Un nuovo inizio sulle orme del passato: “Un tè a Chaverton House” di Alessia Gazzola

di Gloria Ghioni | 16.03.2021

Alessia Gazzola ci ha abituato a eroine a cui è impossibile non affezionarsi, e anche questa volta, con il suo Un tè a Chaverton House (Garzanti), avviene la magia, per quanto ci troviamo in un contesto molto diverso dal solito.

La sua protagonista, Angelica Bentivegna, alla nascita ha ricevuto tre doni: il buonumore, la docilità di temperamento e… un talento infallibile con i lievitati! Eppure, viene da pensare poche pagine dopo, le sue tre fate madrine non l’hanno dotata di grande determinazione per scegliere il suo destino: a differenza dei suoi fratelli, che si sono affermati senza tentennamenti nel mondo del lavoro, realizzando così i desideri dei genitori, Angelica è uno spirito libero, più in cerca di sé stessa che di un’occupazione che la limiti.

A lei, “serena e paciosa come un babà nella sua vaschetta, basta quel tanto che le permetta di mantenere le sue piccole passioni: “i libri, i tulipani e una settimana al mare ogni estate” (p. 18).

Ha provato a insegnare inglese, ma la sua passione non è bastata a superare alcuni scogli (leggendo il romanzo, capirete che questo è un eufemismo bell’e buono); si è allora dedicata alla panificazione, ma il negozio dove ha lavorato sconvolgendo i suoi ritmi circadiani sta per chiudere. Che fare, dunque?

L’APPUNTAMENTO – Il 23 marzo, alle ore 18, sulla pagina Facebook de ilLibraio.it, Alessia Gazzola presenta “Un tè a Chaverton House” con Elisabetta Migliavada all’interno del palinsesto digitale di LibLive

Quasi per caso, ad Angelica si presenta l’occasione per una singolare “missione”: sua zia Edvige, dopo aver chiesto alla nipote di riprendere i contatti sui social con parenti emigrati a Buenos Aires, riceve un pacco di ricordi. Tra questi, una foto attira l’attenzione di zia e nipote: quello ritratto sembra il padre di Edvige, che doveva invece essere morto in guerra. Come poteva, invece, trovarsi a Londra?

Si arriva così al cuore del romanzo, che sposta l’azione da Milano a Chaverton House, una tenuta nella campagna inglese diventata famosa per una serie tv, dove pare che il bisnonno di Angelica abbia lavorato per molti anni. Indagare non è facile, perché le tracce che portano alla verità sono disperse e internet può solo in parte aiutare la ragazza: solo un’indagine accurata in loco potrebbe aiutare Angelica a trovare le risposte che cerca. E il viaggio, come ci ha abituato Alessia Gazzola, “è un’iniezione di libertà e di sicurezza” (p. 122), ha sempre in serbo qualcosa per le sue protagoniste.

Tra tè offerti a qualsiasi ora e pioggia londinese infradiciante, incontri inattesi con anziani italiani all’estero e singolari scambi di vedute con gente del posto, un lavoretto improvvisato come guida turistica di Chaverton e nuove conoscenze intriganti, Angelica inizia a indagare sul mistero del bisnonno Angelo. Ma quanto è giusto riportare alla luce la verità, se questa può sconvolgere la storia di famiglia?

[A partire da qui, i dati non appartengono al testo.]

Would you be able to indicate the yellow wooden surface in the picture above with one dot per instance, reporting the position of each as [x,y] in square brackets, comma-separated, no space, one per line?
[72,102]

L’atmosfera decadente e al tempo stesso elegante di Chaverton, con i suoi tanti quadri alle pareti, un lord padrone di casa anzianissimo e dalla memoria confusa, un singolare estate manager affetto da zoppia tanto quanto da un suo fascino particolare, con il suo vecchio e fedele cane sempre al fianco, non fanno che alimentare l’immersione di Angelica (e di chi legge) in un’atmosfera degna di Downton Abbey. Leggendo il romanzo, non si può fare a meno di sperare che Angelica trovi tanto la verità quanto un nuovo inizio: a Milano ha lasciato un po’ di fallimenti, sul lavoro come nella vita sentimentale, e dunque la Gran Bretagna, dove è arrivata sulle orme del passato, potrebbe offrire un nuovo straordinario inizio.

A rendere ulteriormente interessante il romanzo è anche la sua storia testuale: come racconta l’autrice nella lettera ai lettori in apertura, Un tè a Chaverton House è nato come storia a puntate scritta in soli trenta giorni durante il primo lockdown. Ogni giorno, Alessia Gazzola mandava a sua madre e a un gruppo di sette amiche una nuova puntata di Chaverton House, e in effetti si coglie nel romanzo il desiderio di portare serenità e consolazione in chi legge. Una buona dose di mistero unita ad altrettanta di romanticismo, con un pizzico di ironia e un’accurata lievitazione della narrazione portano in effetti a un romanzo dolce e gustoso, che fa subito sperare in un bis.